Rauschenberg is represented by two large color prints from the "Bellini" series that characteristically juxtapose gestural sloppiness with high-tech preciseness. To achieve the effect, Rauschenberg has made lithographic plates based on cut-up photographs of paintings by Renaissance master Giovanni Bellini. The images from the paintings are hidden in places by over-printing and even, in "Bellini 2," a lithograph and intaglio on paper from 1987, by a printed blob of ink.
The smallish Warhol print, which sadly has been placed by the back door, is part of the late artist's classic "Jackie" series, which comprises portraits of the First Lady before and after the assassination of JFK in 1963. "Jackie 1," a silver halftone dating from 1966, recalls the Camelot days of the Kennedy administration; the subject, wearing her pillbox hat, is seen smiling as she stands next to her husband.
The Rauschenberg and Warhol works capture the theme of Embodies more literally than does the highly abstracted de Kooning. It's the same with New York School superrealist Chuck Close, whose large "Self Portrait," a screen print from 1995, commands the main room at Round World.
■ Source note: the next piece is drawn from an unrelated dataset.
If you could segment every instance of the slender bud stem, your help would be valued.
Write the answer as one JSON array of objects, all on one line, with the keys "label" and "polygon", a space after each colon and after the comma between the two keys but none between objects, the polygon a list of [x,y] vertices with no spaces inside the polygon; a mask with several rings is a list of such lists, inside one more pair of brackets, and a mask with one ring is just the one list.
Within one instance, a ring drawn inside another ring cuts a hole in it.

This piece is a traditional portrait in almost every sense, except that Close has cut his image into hundreds of small abstract shapes that, taken together and printed in eighty different colors, read like a photograph.
Neo-expressionism is another New York School movement represented. Several pieces fall into this broad category, including the work of one of the movement's most famous adherents, the late Jean-Michel Basquiat. In Basquiat's weird 1983 screen print on paper "Leg of a Dog," various crude drawings of bones have been combined with handwritten explanatory text.
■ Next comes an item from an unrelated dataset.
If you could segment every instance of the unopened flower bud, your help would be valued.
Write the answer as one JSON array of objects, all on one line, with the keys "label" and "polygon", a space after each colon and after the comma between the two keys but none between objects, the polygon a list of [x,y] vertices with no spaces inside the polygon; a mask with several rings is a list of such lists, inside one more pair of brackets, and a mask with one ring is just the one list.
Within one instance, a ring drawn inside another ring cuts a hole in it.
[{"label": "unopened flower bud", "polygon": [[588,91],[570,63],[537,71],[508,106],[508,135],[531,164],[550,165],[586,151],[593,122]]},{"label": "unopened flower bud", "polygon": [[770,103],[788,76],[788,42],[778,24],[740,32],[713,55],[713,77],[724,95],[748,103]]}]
Though New Yorkers dominate the show, there are a handful of artists from New Mexico, the West Coast and even Europe. But there's only one artist from Denver and, like de Kooning, Warhol and Basquiat, he's dead. The artist is Wes Kennedy, and the piece included by Zalkind--the infamous "Pieta," a black-and-white photo montage circa 1990--has been loaned by a private collector and thus is not for sale. (As Round World has discovered, aside from posthumously printed pieces, Kennedy's work is essentially unavailable for purchase.)
Zalkind's exhibition notes describe "Pieta" (which was first shown at Pirate) as "courageous." That's an understatement, since in "Pieta," Kennedy truly flirted with danger by combining religious imagery with homoeroticism. In the artist's re-creation of the famous Michelangelo sculpture on display at the Vatican, the figures of both the Virgin Mary and the dead Christ are played by men. Kennedy, who was already suffering from AIDS at the time (he died in 1993), posed as the crucified Christ, and there was no humor intended.
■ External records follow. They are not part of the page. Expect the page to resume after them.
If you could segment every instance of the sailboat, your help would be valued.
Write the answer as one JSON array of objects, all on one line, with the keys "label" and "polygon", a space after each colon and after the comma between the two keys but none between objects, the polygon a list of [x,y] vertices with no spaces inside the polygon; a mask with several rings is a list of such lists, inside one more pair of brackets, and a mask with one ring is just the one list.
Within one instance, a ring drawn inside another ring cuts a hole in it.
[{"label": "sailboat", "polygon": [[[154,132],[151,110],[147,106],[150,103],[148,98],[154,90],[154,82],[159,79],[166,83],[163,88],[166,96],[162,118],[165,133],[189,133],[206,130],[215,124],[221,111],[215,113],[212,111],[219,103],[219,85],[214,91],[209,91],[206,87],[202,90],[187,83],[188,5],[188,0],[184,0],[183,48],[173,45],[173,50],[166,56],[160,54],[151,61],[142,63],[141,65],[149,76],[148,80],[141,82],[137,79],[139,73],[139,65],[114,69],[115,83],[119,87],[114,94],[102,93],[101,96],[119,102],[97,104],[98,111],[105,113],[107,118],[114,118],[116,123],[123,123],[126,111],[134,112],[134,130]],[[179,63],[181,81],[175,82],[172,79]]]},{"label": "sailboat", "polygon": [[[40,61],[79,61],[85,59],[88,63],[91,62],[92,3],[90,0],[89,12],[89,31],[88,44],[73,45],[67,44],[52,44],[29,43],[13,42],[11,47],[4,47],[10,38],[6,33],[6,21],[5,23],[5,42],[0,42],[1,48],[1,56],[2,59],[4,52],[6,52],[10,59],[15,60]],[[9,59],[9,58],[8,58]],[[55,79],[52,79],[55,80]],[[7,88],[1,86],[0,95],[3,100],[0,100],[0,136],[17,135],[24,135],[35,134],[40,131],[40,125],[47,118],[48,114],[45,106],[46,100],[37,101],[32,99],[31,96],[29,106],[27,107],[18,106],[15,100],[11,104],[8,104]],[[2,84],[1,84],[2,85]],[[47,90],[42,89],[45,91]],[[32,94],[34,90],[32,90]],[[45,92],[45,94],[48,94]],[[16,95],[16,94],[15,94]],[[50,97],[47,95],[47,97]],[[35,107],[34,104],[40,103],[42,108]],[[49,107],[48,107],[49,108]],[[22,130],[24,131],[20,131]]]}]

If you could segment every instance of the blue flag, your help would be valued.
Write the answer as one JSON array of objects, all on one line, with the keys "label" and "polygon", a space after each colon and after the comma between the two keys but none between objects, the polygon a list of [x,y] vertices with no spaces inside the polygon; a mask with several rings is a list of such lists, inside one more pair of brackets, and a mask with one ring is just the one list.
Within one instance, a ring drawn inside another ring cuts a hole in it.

Asked about the dearth of Colorado talent in Embodies, Zalkind responds by noting that "there was no contrivance to insinuate locals." However, given the wide parameters Zalkind set for the work he did include in the show, it would hardly have been a contrivance to look at what's relevant in his own backyard. The gallery's estrangement from the local community is something its owners plan to address with a juried show scheduled for next year; that exhibit is being organized with the idea of attracting worthwhile Denver talent. But if the gallery hasn't yet snagged the town's artists, the compelling Embodies should catch the attention of nearly everyone else.